Google Cloud Tutorial

This tutorial guides you through setting up MLBench in a Google Cloud Kubernetes Engine cluster and explains basic MLBench functionality. For setup in other environments, please refer to our installation documentation. We use Google Cloud as an example, but MLBench runs in any Kubernetes cluster.

Please beware any costs that might be incurred by running this tutorial on the Google cloud. Usually costs should only be on the order of 5-10USD. We don’t take any responsibility costs incurred

Prerequisites

This tutorial assumes you have a Google Cloud account with permissions to create a new cluster. You also need to have Python, Git, and Docker installed locally and the Docker Daemon should be running.

Checkout the mlbench-helm) github repository and have a terminal open in the checked-out mlbench directory.

$ git clone git@github.com:mlbench/mlbench-helm.git

Enter the newly created directory

$ cd mlbench-helm

Installing MLBench

MLBench can be installed with the google_cloud_setup.sh script.

Note: n1-standard-2 instances have 2 CPU cores. But due to Google Cloud Kubernetes running its own monitoring and management pods, which also use some CPU, it is advisable to set MLBench to use one core less than available on the nodes

First, create a GKE cluster:

$ NUM_NODES=4 NUM_CPUS=1 ./google_cloud_setup.sh create-cluster

and then install the helm chart:

$ NUM_NODES=4 NUM_CPUS=1 ./google_cloud_setup.sh install-chart

That’s it, this should setup MLBench in your Google Kubernetes cluster. The Dashboard URL can be found in at the end of the output of the last command (e.g. http://172.16.0.1:32145).

Simply open the URL in your browser and you should be ready to go.

You can set many more options for the google_cloud_setup.py script, such as adding GPUs to the nodes or giving the cluster a custom name. To see all available options, execute the help command:

$ ./google_cloud_setup.sh help

Using MLBench

Once you open the dashboard URL, you will be greeted by a screen similar to this

The MLBench Dashboard

This shows you all currently used worker nodes (2 by default) and their current state and resource usage. Changes to the workers are continuously monitored and updated.

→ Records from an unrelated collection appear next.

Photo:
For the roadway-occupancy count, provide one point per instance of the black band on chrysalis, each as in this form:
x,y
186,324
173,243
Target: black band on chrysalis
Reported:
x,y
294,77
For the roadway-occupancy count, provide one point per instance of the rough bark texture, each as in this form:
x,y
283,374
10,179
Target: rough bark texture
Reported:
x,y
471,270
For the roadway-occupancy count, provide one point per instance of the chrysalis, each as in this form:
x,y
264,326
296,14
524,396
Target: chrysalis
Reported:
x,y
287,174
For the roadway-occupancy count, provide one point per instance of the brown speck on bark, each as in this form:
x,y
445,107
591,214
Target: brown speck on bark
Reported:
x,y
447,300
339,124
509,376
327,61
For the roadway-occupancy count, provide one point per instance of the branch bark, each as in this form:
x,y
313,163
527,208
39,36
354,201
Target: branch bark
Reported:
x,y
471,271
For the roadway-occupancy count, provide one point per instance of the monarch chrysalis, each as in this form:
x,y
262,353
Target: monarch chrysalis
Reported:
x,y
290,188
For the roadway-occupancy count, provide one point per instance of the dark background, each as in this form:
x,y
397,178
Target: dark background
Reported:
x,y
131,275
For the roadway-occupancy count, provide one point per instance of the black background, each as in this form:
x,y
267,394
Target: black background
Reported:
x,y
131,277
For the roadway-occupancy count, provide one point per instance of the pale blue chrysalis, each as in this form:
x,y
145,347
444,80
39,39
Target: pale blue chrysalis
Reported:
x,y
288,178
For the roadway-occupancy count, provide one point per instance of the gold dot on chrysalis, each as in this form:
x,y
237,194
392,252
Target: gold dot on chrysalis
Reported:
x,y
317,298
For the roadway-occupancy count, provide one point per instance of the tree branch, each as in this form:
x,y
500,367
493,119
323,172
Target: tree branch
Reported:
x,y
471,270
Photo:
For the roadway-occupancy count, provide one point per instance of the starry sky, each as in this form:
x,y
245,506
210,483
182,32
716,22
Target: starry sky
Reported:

Clicking on the name of a worker will open up a more detailed view of its resource usage.

Detailed Resource Usage of a Worker

The Runs page in the menu on the left allows you to start new experiments as well as view already started experiments.

When adding a run, you can chose a name for this particular run, the number of worker nodes to utilize, as well as resource constraints for the individual workers.

Note: In the future, you will also be able to chose different models/frameworks/etc. but this is not yet implemented at the time this tutorial was written. By default, Resnet-18 is run.

Starting a new Experiment

When you start a new run, MLBench will automatically rescale the worker StatefulSet it Kubernetes and apply any resource limitations you might have set. It will then start training the distributed machine learning model.

You can then see the details of the experiment by clicking on its entry in the list of experiment. You can see the stdout and stderr of all workers, as well as any performance metrics the workers send back to the dashboard (e.g. Training Accuracy, Training Loss). You can also download all collected metrics as json files (Including resource usage of individual workers during the experiment).

Note: You can download metrics at any point during a run. But only the values available up until that point will be downloaded. If no metrics are available yet, the download will be empty

Stdout of an experiment

Training Loss curve of an experiment

That’s it! You successfully ran an distributed machine learning algorithm in the cloud. You can also easily develop custom worker images for your own models and compare them to existing benchmarking code without a lot of overhead.

Cleanup

To delete MLBench, run :

$ ./google_cloud_setup.sh uninstall-chart

To delete the whole Cluster (and cleanup firewall rules), run:

$ ./google_cloud_setup.sh delete-cluster

Appendix 1: Use NFS for Data storage

To avoid downloading datasets everytime we reinstall mlbench, we can use a persistent disk to save the data. To do so, one can create a GCE disk like

gcloud compute disks create --size=10G --zone=europe-west1-b my-pd-name

and add the name of persistent disk to myvalues.yaml

gcePersistentDisk:
  enabled: True
  pdName: my-pd-name

Note that Kubernetes resources PersistentVolume and PersistentVolumeClaim will be deleted when we delete the helm chart, but the datasets will be persisted on the GCE disk.